1. Perfect legal system of personal credit repair mechanism. Personal credit repair mainly involves three laws in the U.S., which provide for the customer’s right to know, the right to repair, and the right to supervise credit repair agencies, respectively. The Fair and Accurate Credit Transactions Act states that “consumers have the right to receive a free annual credit report from a credit reporting agency; the right to receive a credit score calculated by the credit reporting agency, and the credit reporting agency must notify the consumer whenever negative information is added to the credit report.” The Fair Credit Reporting Act states, “Banks and other information providers are required to respond to consumer problems in a timely manner; credit bureaus are required to promptly cancel outdated information, make every effort to ensure the accuracy of the information, disclose the information to consumers once a year free of charge, and provide the information for legitimate reasons.” The Credit Repair Agency Act states, “Credit repair agencies are for-profit professional credit services that help consumers repair their credit records, and fraudulent practices by credit repair agencies shall be restricted.”
2. Specialized credit repair agencies. There are a large number of specialized credit repair agencies in the United States that provide process-oriented, specialized personal credit repair services to their clients. The main work of credit repair agencies is: 1. to guide consumers to submit objection applications to the relevant agencies to correct the wrong information in the customer’s credit report; 2. to propose cautions as well as solutions to customers according to the reality of their bad records, and to guide the credit records to a good state.

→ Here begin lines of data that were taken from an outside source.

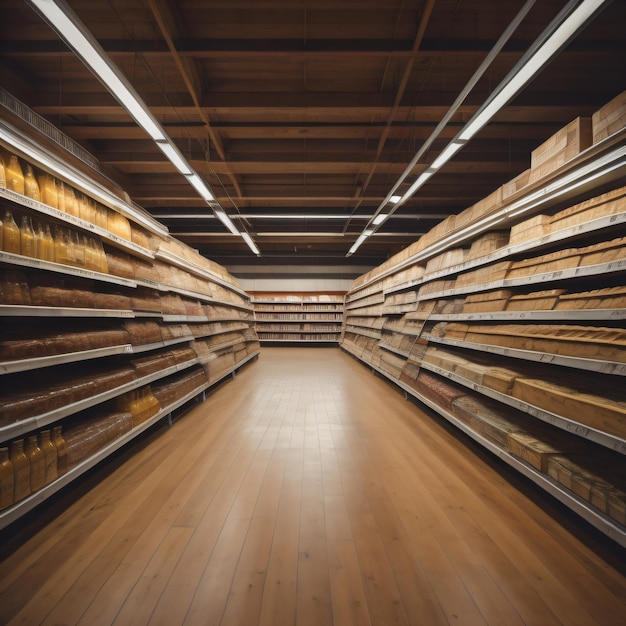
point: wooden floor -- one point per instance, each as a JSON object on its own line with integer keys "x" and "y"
{"x": 306, "y": 491}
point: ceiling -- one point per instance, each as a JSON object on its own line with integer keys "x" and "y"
{"x": 302, "y": 114}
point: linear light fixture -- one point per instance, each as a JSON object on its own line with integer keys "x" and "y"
{"x": 558, "y": 33}
{"x": 78, "y": 38}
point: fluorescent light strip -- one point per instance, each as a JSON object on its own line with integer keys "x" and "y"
{"x": 61, "y": 17}
{"x": 513, "y": 83}
{"x": 493, "y": 53}
{"x": 69, "y": 27}
{"x": 555, "y": 42}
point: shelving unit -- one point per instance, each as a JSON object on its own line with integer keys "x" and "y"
{"x": 180, "y": 323}
{"x": 301, "y": 318}
{"x": 509, "y": 323}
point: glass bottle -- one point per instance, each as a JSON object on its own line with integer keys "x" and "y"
{"x": 49, "y": 244}
{"x": 60, "y": 246}
{"x": 3, "y": 174}
{"x": 104, "y": 266}
{"x": 88, "y": 210}
{"x": 79, "y": 249}
{"x": 60, "y": 189}
{"x": 6, "y": 479}
{"x": 11, "y": 234}
{"x": 61, "y": 446}
{"x": 101, "y": 216}
{"x": 72, "y": 203}
{"x": 48, "y": 191}
{"x": 50, "y": 453}
{"x": 15, "y": 176}
{"x": 21, "y": 471}
{"x": 37, "y": 461}
{"x": 27, "y": 238}
{"x": 92, "y": 262}
{"x": 71, "y": 248}
{"x": 40, "y": 240}
{"x": 31, "y": 187}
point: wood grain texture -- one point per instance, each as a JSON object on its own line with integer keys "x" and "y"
{"x": 305, "y": 491}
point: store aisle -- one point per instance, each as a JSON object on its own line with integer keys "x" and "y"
{"x": 305, "y": 491}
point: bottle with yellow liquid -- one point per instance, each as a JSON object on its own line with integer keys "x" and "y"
{"x": 3, "y": 174}
{"x": 72, "y": 202}
{"x": 50, "y": 453}
{"x": 104, "y": 266}
{"x": 48, "y": 191}
{"x": 37, "y": 463}
{"x": 92, "y": 262}
{"x": 101, "y": 216}
{"x": 6, "y": 479}
{"x": 79, "y": 249}
{"x": 31, "y": 187}
{"x": 15, "y": 176}
{"x": 10, "y": 234}
{"x": 49, "y": 244}
{"x": 60, "y": 187}
{"x": 61, "y": 446}
{"x": 21, "y": 470}
{"x": 40, "y": 240}
{"x": 60, "y": 246}
{"x": 28, "y": 245}
{"x": 88, "y": 209}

The credit repair agency workflow: 1. obtain credit reports provided by major credit bureaus for information subjects, screen and refine the inaccurate information, and submit objections to the credit bureaus in a standardized letter format, urging them to amend and restore the original credit status as soon as possible; 2. initiate explanations to the credit bureaus for the bad records that do exist, and provide additional explanations for their causes in order to win the trust of some credit institutions; 3. 3. assess the severity of the information subject’s own bad record and, for those who are still in default, return the full amount as much as possible or apply for an extension to avoid further deterioration of the credit status. 4. assess your own repayment ability and apply for secured or guaranteed credit products as soon as possible. 5. choose retail institutions or department stores where it is easier to obtain approval, apply for consumer credit cards, purchase products in installments, and repay on time to regain credit. Repay on time to re-accumulate credit. 6. For credit cards that have been historically applied for but never opened for use, open them for use as soon as possible and repay them on time to demonstrate good repayment behavior in your credit report.

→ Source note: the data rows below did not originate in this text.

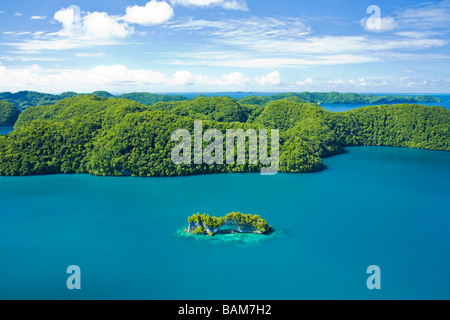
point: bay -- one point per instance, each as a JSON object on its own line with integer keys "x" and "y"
{"x": 371, "y": 206}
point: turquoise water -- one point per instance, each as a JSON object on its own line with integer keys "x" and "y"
{"x": 372, "y": 206}
{"x": 347, "y": 107}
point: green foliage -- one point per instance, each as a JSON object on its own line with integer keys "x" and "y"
{"x": 209, "y": 222}
{"x": 221, "y": 109}
{"x": 412, "y": 126}
{"x": 335, "y": 97}
{"x": 149, "y": 99}
{"x": 90, "y": 134}
{"x": 8, "y": 114}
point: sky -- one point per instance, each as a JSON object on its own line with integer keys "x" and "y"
{"x": 184, "y": 46}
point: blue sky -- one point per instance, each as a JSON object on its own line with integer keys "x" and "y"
{"x": 225, "y": 45}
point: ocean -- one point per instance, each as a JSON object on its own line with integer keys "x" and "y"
{"x": 371, "y": 206}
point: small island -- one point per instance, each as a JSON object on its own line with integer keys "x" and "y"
{"x": 234, "y": 222}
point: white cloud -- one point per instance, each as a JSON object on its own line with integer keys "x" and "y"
{"x": 426, "y": 15}
{"x": 225, "y": 4}
{"x": 232, "y": 79}
{"x": 154, "y": 12}
{"x": 120, "y": 78}
{"x": 379, "y": 24}
{"x": 102, "y": 26}
{"x": 272, "y": 79}
{"x": 90, "y": 55}
{"x": 182, "y": 78}
{"x": 308, "y": 81}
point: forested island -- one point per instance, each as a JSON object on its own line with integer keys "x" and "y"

4. Crack down on violations. The U.S. Credit Repair Agency Act, among others, prohibits them from making false or misleading statements about a consumer’s credit history and from engaging in any deceptive activity. Institutions that violate the Credit Repair Agency Act will be held civilly liable for damages including any actual damages suffered by the consumer, or an amount equal to the fees charged by the credit repair agency, punitive damages, and attorney’s fees.